Infantile spasms look like a sudden, brief jerk of the body, often resembling a startle reaction. The baby’s arms fly up and out, the head drops forward, the knees pull toward the chest, and the whole trunk stiffens, all in a movement lasting one to two seconds. These episodes almost always happen in clusters, with one spasm following another over several minutes, and they most commonly occur right after the baby wakes up.
The Classic Movement Pattern
The most recognizable type of infantile spasm is a flexion spasm. The baby suddenly bends at the waist, the neck curls forward, and both arms shoot up or inward toward the body. The legs may stiffen and extend straight out, or the knees may pull up. The entire motion is quick and symmetrical, affecting both sides of the body at once. It looks a lot like the baby has been startled by a loud noise, except nothing triggered it.
There are variations. Some spasms are mostly extension, where the baby arches backward and throws the arms outward. Others are a mix of flexion and extension, with the arms extending while the legs pull in or vice versa. In milder cases, the only visible sign may be a subtle head nod, a brief eye roll, or a slight stiffening of the trunk that’s easy to miss entirely. These subtle spasms are the ones most often mistaken for normal infant behavior or overlooked for weeks.
Clusters Are the Key Feature
A single infantile spasm lasts only one to two seconds. What makes them distinctive is that they repeat in clusters. One spasm happens, there’s a pause of five to thirty seconds, and then another spasm occurs. A single cluster can contain anywhere from a handful to dozens of individual spasms and may last five to ten minutes or longer.
Between spasms within a cluster, the baby often looks distressed. They may cry, seem irritable, or appear dazed. After the cluster ends, the baby typically seems tired or unusually quiet. Parents sometimes initially interpret these clusters as episodes of colic or gas pain because of the repetitive body-curling motion paired with crying. The critical difference is the rhythmic, repetitive pattern: the same jerking motion happening over and over at regular intervals.
When Spasms Typically Happen
Infantile spasms are strongly tied to the transition between sleep and wakefulness. They occur most often just as the baby is waking up from a nap or from nighttime sleep, and less commonly as the baby is falling asleep. They rarely happen during deep sleep. This pattern means parents are most likely to notice them during morning wake-up or after daytime naps. If you’re recording video to show a doctor, these transitions are the most important times to capture.
How They Differ From Normal Startle Reflexes
Babies are born with a startle reflex (the Moro reflex) that looks superficially similar: arms fling out, the body stiffens, and the baby may cry. But the Moro reflex is always triggered by something, like a sudden noise, a sensation of falling, or being put down too quickly.
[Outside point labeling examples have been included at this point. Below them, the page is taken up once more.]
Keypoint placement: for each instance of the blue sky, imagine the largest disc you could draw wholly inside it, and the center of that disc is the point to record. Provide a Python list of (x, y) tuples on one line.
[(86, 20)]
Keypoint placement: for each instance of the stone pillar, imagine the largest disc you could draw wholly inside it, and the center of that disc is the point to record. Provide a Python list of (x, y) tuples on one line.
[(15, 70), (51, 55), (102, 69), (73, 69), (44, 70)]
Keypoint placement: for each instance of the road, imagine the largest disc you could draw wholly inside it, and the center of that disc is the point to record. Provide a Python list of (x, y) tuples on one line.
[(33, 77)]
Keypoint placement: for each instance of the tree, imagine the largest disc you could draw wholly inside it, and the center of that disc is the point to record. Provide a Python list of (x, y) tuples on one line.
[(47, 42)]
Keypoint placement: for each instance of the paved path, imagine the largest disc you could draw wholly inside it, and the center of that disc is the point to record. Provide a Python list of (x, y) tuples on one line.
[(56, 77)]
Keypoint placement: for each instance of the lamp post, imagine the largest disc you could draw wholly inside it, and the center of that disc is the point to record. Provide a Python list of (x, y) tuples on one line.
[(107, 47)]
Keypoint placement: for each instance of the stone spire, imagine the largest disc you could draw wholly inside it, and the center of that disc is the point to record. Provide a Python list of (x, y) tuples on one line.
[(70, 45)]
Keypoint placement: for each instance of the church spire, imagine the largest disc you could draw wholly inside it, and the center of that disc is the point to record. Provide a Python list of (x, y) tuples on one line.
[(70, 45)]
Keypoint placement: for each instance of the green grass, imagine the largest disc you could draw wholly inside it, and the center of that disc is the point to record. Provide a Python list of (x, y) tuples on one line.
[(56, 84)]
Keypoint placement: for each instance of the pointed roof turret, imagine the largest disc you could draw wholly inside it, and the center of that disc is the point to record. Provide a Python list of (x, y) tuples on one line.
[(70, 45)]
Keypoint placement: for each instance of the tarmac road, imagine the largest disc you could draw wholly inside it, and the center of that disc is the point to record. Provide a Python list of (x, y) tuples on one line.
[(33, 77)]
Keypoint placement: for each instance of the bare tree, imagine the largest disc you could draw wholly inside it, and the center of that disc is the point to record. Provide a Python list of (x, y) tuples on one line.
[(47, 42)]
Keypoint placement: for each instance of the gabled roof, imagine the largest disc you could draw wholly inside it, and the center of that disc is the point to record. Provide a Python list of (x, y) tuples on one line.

It also naturally fades by about four to five months of age.
Infantile spasms, by contrast, happen without any external trigger. They repeat in clusters. And they typically begin between 4 and 7 months of age, right around the time the Moro reflex should be disappearing. A single startled jerk in response to a loud sound is normal. A series of identical jerking movements happening one after another with no apparent cause is not. The clustering pattern is the single most important thing that separates infantile spasms from ordinary baby movements.
Age Range and Onset
Infantile spasms are a rare form of epilepsy that affects babies under 12 months old. Most cases begin between 3 and 12 months, with the average diagnosis happening between 4 and 7 months. Onset after 18 months is extremely uncommon. The condition affects roughly 2 to 3 out of every 10,000 babies.
Developmental Changes to Watch For
Along with the physical spasms, parents often notice that their baby seems to be losing skills or not gaining new ones. A baby who had been reaching for objects, babbling, or making eye contact may stop doing these things. This developmental plateauing or regression is a core part of the condition, not just a side effect. The combination of repeated spasm clusters and stalled development is what distinguishes infantile spasms from benign infant movements.
The brain wave pattern associated with infantile spasms, called hypsarrhythmia, is chaotic and disorganized. It disrupts normal brain development even between visible spasm episodes, which is why developmental regression can begin before the spasms are frequent enough for parents to notice. The formal diagnosis, sometimes called West syndrome, rests on three things: the spasms themselves, this abnormal brain wave pattern on EEG, and developmental regression or plateauing.
Why Speed Matters
Infantile spasms are a medical urgency. The chaotic electrical activity in the brain causes ongoing developmental harm for as long as it continues. Studies consistently show that babies who receive treatment within weeks of symptom onset have significantly better developmental outcomes than those whose treatment is delayed by months. Every week matters.
If you’re watching your baby do a movement that concerns you, record it on your phone. Capture multiple episodes if possible, ideally during wake-up times when clusters are most likely. Bring the video to your pediatrician or, if you’re confident in what you’re seeing, request a referral directly to a pediatric neurologist. An EEG is the definitive diagnostic tool and can typically be scheduled quickly once the concern is raised. The goal is to move from “that looks odd” to confirmed diagnosis and treatment start as fast as possible.